Henri Lefebvre famously lamented the demise of the Old Town: “As yet there are not that many traffic lights in Mourenx. But in a sense the place is already nothing but traffic lights, do this, don’t do that” (Lefebvre). He urged to introduce “surprise” and “possibilities” to the New Town, and to “think of it as a place of privileged experiment where at last men are about to conquer and control their everyday lives.[…]” (Lefebvre).

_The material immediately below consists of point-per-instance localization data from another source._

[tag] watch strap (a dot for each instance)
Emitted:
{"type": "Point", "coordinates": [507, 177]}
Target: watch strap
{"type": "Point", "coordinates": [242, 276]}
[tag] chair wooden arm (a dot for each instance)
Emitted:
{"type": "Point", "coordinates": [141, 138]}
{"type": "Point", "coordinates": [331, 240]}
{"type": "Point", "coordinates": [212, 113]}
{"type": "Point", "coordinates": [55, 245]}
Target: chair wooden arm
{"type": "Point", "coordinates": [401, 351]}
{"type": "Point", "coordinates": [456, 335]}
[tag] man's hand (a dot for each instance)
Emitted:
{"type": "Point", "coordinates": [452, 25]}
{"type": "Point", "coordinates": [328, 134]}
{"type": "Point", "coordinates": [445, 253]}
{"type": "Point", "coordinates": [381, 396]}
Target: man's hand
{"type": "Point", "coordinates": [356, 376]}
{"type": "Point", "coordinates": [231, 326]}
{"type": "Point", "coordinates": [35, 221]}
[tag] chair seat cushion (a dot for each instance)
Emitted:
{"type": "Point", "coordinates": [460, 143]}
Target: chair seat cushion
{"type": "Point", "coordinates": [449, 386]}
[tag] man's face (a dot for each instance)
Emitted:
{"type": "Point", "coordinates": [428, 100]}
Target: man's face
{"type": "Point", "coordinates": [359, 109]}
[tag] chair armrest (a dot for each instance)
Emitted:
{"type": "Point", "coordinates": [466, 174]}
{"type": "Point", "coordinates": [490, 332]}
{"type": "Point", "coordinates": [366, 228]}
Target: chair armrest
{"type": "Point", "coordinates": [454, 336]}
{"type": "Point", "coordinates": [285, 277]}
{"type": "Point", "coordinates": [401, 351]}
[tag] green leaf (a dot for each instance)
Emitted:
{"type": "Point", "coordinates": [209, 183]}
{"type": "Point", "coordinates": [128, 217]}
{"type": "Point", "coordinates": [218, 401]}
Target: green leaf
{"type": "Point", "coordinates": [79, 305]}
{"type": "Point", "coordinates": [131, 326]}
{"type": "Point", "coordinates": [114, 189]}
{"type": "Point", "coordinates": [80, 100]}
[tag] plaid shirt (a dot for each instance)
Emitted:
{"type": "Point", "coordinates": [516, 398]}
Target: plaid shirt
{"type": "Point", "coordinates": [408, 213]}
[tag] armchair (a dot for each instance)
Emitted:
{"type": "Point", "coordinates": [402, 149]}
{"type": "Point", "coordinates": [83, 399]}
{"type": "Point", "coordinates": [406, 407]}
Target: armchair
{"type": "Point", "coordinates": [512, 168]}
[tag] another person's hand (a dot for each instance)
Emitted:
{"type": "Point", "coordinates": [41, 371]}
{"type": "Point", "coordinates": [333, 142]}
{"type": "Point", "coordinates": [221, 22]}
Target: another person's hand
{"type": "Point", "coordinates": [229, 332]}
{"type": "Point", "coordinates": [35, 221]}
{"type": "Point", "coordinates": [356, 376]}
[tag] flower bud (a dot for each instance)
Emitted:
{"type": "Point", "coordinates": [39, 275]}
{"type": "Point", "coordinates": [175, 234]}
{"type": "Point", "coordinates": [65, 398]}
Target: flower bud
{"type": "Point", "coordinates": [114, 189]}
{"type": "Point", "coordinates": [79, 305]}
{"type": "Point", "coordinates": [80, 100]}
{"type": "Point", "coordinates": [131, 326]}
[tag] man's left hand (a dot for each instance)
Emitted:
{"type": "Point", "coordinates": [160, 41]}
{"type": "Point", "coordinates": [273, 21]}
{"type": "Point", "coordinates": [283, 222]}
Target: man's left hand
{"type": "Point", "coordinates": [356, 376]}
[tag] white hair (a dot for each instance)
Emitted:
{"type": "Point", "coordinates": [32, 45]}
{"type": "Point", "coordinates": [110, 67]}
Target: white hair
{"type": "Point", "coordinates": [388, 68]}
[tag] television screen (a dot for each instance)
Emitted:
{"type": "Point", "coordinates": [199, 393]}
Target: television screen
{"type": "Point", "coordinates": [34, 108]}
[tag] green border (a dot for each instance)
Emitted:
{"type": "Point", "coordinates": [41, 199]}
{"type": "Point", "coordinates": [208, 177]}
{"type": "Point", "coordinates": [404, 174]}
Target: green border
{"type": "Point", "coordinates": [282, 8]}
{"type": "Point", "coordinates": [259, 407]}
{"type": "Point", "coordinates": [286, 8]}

The Traffic Lights Pop-up combines entries by students and invited artists. Student participants formed several working groups, each devising their response to Lefebvre. Foucault’s dictum “Liberty is practice” (Foucault), de Certeau’s “second poetic geography,” (de Certeau), along with other sources from Baudrillard to Douglas Coupland, provided additional guidance. Salvador Dali’s Lobster Telephone (1938) and Rene Magritte’s Golconda (1953) served as examples of how to elevate a casual snapshot of traffic lights.
Student Group Prehistoric
Invited contributions cover diverse geography from Beirut to Montreal to Brazil as captured by professional and amateur artists. Pop-Up exhibits disregard conventional hierarchies of professional status, location on the map, and subject matter. Traffic lights, we argue, merit close-up exposure.
Student Group Sci-Fi
In contrast to Lefebvre, Andy Warhol celebrates the New Town: “My ideal city would be completely new. No antics. All buildings would be new. Old buildings are unnatural spaces” (Philosophy of Andy Warhol). Warhol’s philosophy appears to find advocates in today’s Vancouver and its flamboyant utility-box art. This debate on the pros and cons of the New Town continues in Part Two across more destinations, both real and imaginary.